Luciano Emmer 100: The Art of Gazing

Programme curated by Emiliano Morreale
Notes by Marco Giusti, Neil McGlone, Emiliano Morreale, Alexander Payne

 

Labelled alongside other directors of the Fifties as an example of ‘pink neorealism’, Luciano Emmer made a series of incredibly fresh films during that decade, helping to redefine the aesthetic characteristics of Italian cinema. After the crisis of Neorealism and before the commedia all’italiana, his cinema found an autonomous space: he was the poet of youth and the evolving classes, on the threshold of modernity.

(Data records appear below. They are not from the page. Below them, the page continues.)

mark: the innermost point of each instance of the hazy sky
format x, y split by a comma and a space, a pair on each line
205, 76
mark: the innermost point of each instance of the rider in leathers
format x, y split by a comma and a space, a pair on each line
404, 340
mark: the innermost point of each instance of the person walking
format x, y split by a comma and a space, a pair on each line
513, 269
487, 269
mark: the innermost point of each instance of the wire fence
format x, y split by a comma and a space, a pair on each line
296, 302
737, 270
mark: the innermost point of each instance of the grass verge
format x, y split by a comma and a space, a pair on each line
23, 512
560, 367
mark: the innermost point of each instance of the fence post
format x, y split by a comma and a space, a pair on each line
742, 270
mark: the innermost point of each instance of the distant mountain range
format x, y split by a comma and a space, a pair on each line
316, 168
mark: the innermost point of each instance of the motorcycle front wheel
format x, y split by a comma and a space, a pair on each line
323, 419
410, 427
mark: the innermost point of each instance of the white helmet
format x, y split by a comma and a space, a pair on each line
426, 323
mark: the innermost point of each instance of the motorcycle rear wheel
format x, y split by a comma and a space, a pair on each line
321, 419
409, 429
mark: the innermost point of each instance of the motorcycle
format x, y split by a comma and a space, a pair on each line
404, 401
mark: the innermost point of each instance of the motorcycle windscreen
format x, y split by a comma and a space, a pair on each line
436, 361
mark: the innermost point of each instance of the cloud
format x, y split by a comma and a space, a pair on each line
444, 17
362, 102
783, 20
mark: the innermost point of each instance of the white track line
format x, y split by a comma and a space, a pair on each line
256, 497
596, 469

At the end of the Thirties, and barely thirty-years-old himself, Emmer invented the art documentary with a handful of titles beginning with Racconto di un affresco (1938), about Giotto’s paintings in the Scrovegni Chapel. Before and after the war, his talent for describing painting through cinema remained unequalled. His fiction films, beginning with Domenica d’agosto (1950), went in a different direction: not from the pictorial image to the story, but from the story to the gaze, distraction, atmosphere. Emmer’s cinema always captures a moment of transition: a holiday (Domenica d’agosto, Parigi è sempre Parigi, 1951; La ragazza in vetrina, 1960), the entry into adulthood (Terza liceo, 1954; Le ragazze di Piazza di Spagna, 1952) and, more generally and more tenderly photographed, Italy’s entry into the age of affluence. Today aspects of his cinema can be seen as a historical metaphor: his gaze carefully attuned to women, young people and the emerging petit-bourgeoisie; his ‘atmospheric’ sensibility; the propensity for carefully weaving his stories around a fixed period of time. The backdrop of his films of the Fifties is almost always the modern, working class areas of Rome, always bustling (Camilla, 1955, is a prime example) and suspended between city and countryside. Urban space also becomes a means of representing the passage of time.

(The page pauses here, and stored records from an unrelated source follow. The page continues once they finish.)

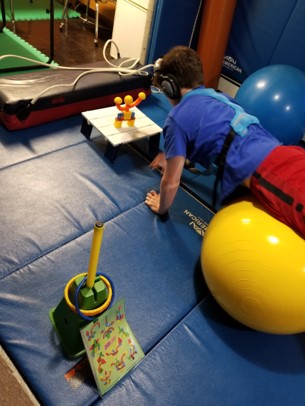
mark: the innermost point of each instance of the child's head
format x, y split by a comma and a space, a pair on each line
180, 68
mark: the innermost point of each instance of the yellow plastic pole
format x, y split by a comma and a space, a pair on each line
95, 251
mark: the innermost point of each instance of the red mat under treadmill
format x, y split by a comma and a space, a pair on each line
30, 99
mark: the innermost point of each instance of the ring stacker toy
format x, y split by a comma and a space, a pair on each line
85, 296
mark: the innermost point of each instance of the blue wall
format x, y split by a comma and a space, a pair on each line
265, 33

The director gave up cinema in the early Sixties when the great cinematic modernisms, from Antonioni to Fellini, were becoming established and when the Commedia all’italiana (which Emmer hated) was poised to inherit certain elements of his cinema. A victim of censorship with La ragazza in vetrina (1961), a film which could have inaugurated a new phase in his work, the director instead dedicated himself for the next thirty years to television, and in particular the peculiar form of the carosello, shorts sponsored by businesses, which were the only form of publicity allowed on Italian TV at the time. In his own way, this was his modernity: a place for narrative experimentation, a way of keeping up with the changing country, while the world that he had immortalised during a fragile moment of transition was beginning to disappear.